O menino de 2 anos que teve dezenas de agulhas inseridas no corpo poderá ter de passar o resto da vida com algumas delas no organismo. Ele deve ser submetido a uma cirurgia para a retirada dos objetos que comprometem órgãos vitais. No entanto, médicos ouvidos pelo portal G1 afirmam que as agulhas que não ameaçam a saúde deveriam ser mantidas para evitar o risco de alguma complicação.
Professora do departamento de cirurgia da Universidade Federal de São Paulo (Unifesp), a médica Simone de Campos Vieira Abib contou que já atendeu uma criança que sobreviveu a um caso semelhante. "Nenhuma agulha precisou ser retirada porque todas estavam longe de estruturas vitais. Não foi necessário mexer", diz.
Mas a médica afirma que, se o objeto estiver perto de um grande vaso ou órgão, deve ser removido. Ela ressalta que é preciso avaliar o dano que as agulhas causaram, não necessariamente a presença delas no corpo. "É possível que a retirada delas seja muito mais traumática. É preciso mover tecidos até chegar à agulha, o que danifica as estruturas na tentativa de achá-la dentro de um músculo, por exemplo. Não é só puxar", afirma.
O médico Uenis Tannuri, professor titular de cirurgia pediátrica da Faculdade de Medicina da Universidade de São Paulo (USP), explicou que não há urgência em retirar as agulhas da criança. Ele concorda que somente aquelas que representam risco devem ser retiradas, como as que estão próximas a órgãos vitais.
"Algumas estão tão profundas que não causam mal, elas podem ficar lá. A posição de cada agulha deve ser analisada individualmente para que os médicos verifiquem a necessidade ou não da retirada", afirma Tannuri.
Por exemplo, na opinião de Tannuri, a equipe não deve mexer na agulha que está no fígado da criança. "Se ela não está causando nada, então é melhor deixar lá. Os médicos teriam de abrir o fígado, o que vai prejudicar mais do que beneficiar o paciente", diz. Porém, a professora da Unifesp faz uma ressalva. "É preciso ver se a agulha está totalmente dentro do fígado ou se não há uma parte para fora, perto da alça do intestino. Mesmo se a agulha estiver totalmente dentro do órgão, a operação vai depender da posição em que está, se é um lugar próximo a uma artéria ou não", afirma.

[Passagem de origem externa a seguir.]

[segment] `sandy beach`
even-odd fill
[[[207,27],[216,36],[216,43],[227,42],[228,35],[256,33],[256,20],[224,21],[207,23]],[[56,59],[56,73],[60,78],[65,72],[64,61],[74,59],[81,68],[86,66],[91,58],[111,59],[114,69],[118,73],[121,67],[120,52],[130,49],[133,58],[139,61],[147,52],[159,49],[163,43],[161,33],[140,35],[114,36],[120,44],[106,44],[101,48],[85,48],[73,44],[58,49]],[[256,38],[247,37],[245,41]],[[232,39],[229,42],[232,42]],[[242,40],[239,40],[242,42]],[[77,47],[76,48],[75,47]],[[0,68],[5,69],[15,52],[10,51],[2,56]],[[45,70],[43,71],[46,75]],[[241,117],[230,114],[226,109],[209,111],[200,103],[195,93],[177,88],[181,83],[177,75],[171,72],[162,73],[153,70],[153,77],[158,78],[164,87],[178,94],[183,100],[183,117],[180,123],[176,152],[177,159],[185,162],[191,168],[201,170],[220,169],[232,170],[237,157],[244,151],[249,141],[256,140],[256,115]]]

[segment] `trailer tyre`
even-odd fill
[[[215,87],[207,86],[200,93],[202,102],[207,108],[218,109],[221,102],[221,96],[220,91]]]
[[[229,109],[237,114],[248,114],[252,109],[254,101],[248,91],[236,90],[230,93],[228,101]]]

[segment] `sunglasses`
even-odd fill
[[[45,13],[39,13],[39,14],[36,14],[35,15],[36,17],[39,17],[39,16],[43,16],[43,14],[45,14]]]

O chefe do pronto-socorro do Hospital São Camilo, Edgard Ferreira, concorda que uma intervenção cirúrgica pode provocar danos maiores em alguns casos. "Se o objeto não causar uma consequência mais grave, como infecção ou perfuração de órgãos, os médicos podem adotar condutas mais conservadoras. Às vezes, o procedimento cirúrgico é complicado e pode piorar a situação. Os médicos devem observar a evolução do caso através de exames e avaliar se a cirurgia é mesmo necessária", diz.
Mesmo em caso de objetos pontiagudos, Ferreira explica que é melhor observar como esse corpo se comporta no organismo e fazer uma série de exames antes de qualquer decisão. Porém, a equipe médica deve ficar atenta a sinais de rejeição. "Quando esses objetos são introduzidos, podem levar junto bactérias que causam infecção. Nesses casos, é preciso remover", diz.
Leve alteração
Tannuri ressalta que as agulhas não caminham pelo corpo, conforme a crença popular, apenas quando entram na corrente sanguínea. "Com o crescimento do menino, a posição delas pode sofrer ligeira alteração, mas não vão andar pelo corpo."
Já Ferreira defende que as agulhas sejam acompanhadas para que não se desloquem por causa do próprio movimento e crescimento do corpo e perfurem órgãos. "Elas permanecem no corpo quando não causam risco iminente. Quando se movem, podem ser passíveis de extração. O ideal é não ter nenhuma agulha no corpo, porque, além de o garoto crescer, ele pode ter reações de rejeição. É todo um cenário que deve ser avaliado com calma."
Maus-tratos
A médica Simone, que também é presidente da ONG Criança Segura, lembra que esse é mais um caso de maus-tratos na infância. "Não sabemos quanto tempo esse menino sofreu. Alguém poderia saber do caso e se omitiu. A omissão das pessoas pode causar a morte de alguém. Temos de estar atentos para denunciar, para preservar a vida das crianças", diz.
Simone ressalta que normalmente crianças que sofrem maus-tratos são constantemente agredidas. "Os prejuízos não são apenas físicos, mas causam também estresse psicológico", afirma.